# Part 6: Building AI-Powered APIs with FastAPI

## From Script to Service

Every AI project I've built started as a Python script. A few `httpx.post()` calls, some `print()` statements, and a proof of concept that runs once. The hard part was always the same: turning that script into a service that other systems (or users) can call reliably.

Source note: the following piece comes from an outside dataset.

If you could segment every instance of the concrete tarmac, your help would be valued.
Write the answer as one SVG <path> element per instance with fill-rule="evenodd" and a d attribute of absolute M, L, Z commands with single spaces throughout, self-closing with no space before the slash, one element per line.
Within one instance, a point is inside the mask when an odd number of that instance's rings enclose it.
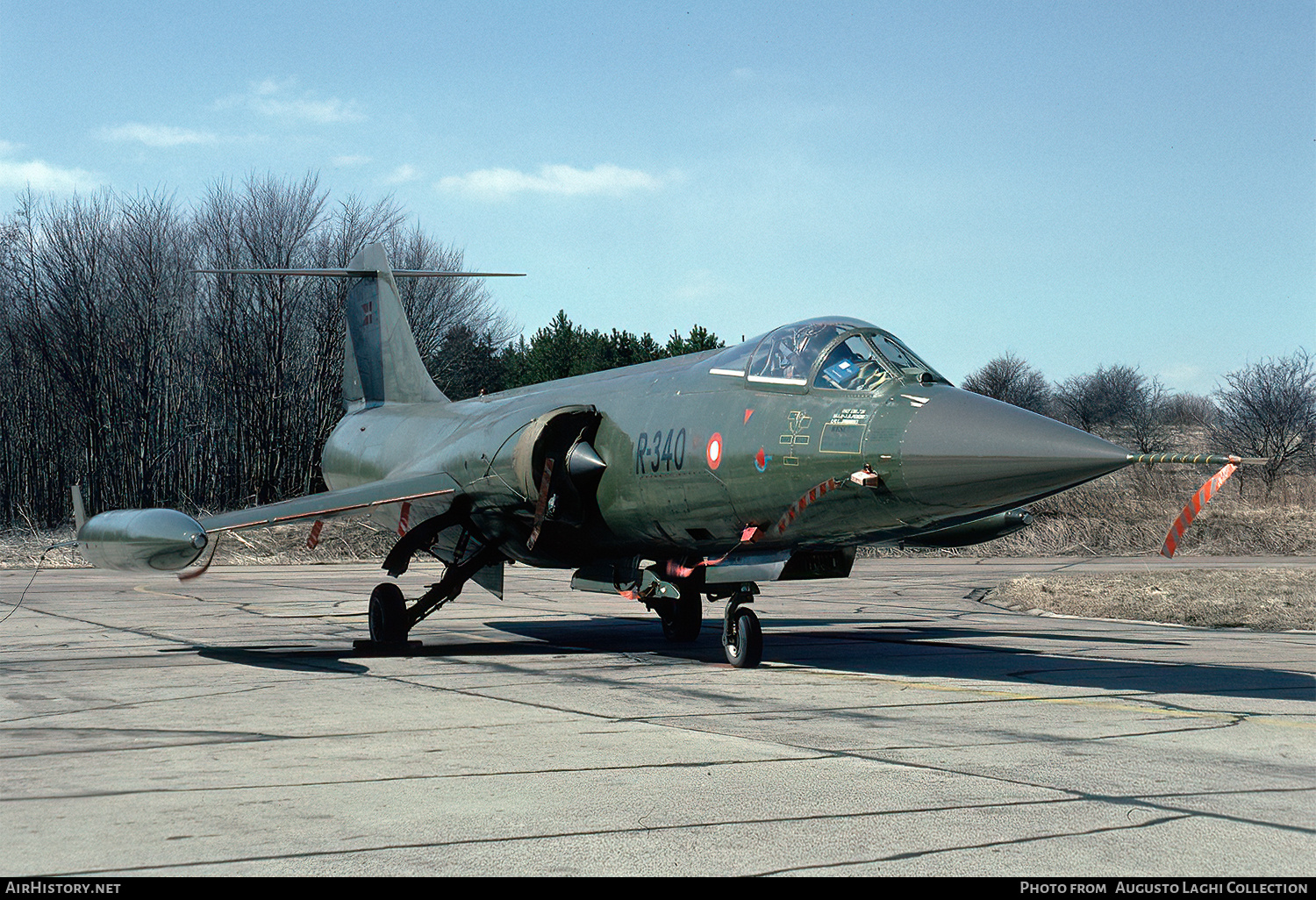
<path fill-rule="evenodd" d="M 978 600 L 1207 564 L 861 561 L 765 586 L 757 670 L 720 605 L 670 645 L 566 572 L 371 657 L 375 566 L 42 571 L 0 624 L 0 874 L 1313 875 L 1316 633 Z"/>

FastAPI is where I do that work. It gives me async by default (essential for I/O-bound LLM calls), automatic request/response validation via Pydantic, and OpenAPI documentation without extra effort. This article walks through the patterns I use to build AI-powered APIs — from endpoint design to streaming responses and cost control.

***

## Designing AI Endpoints

The first question for any AI-powered endpoint: **what's the contract?** LLM responses are non-deterministic, but the API contract should be predictable.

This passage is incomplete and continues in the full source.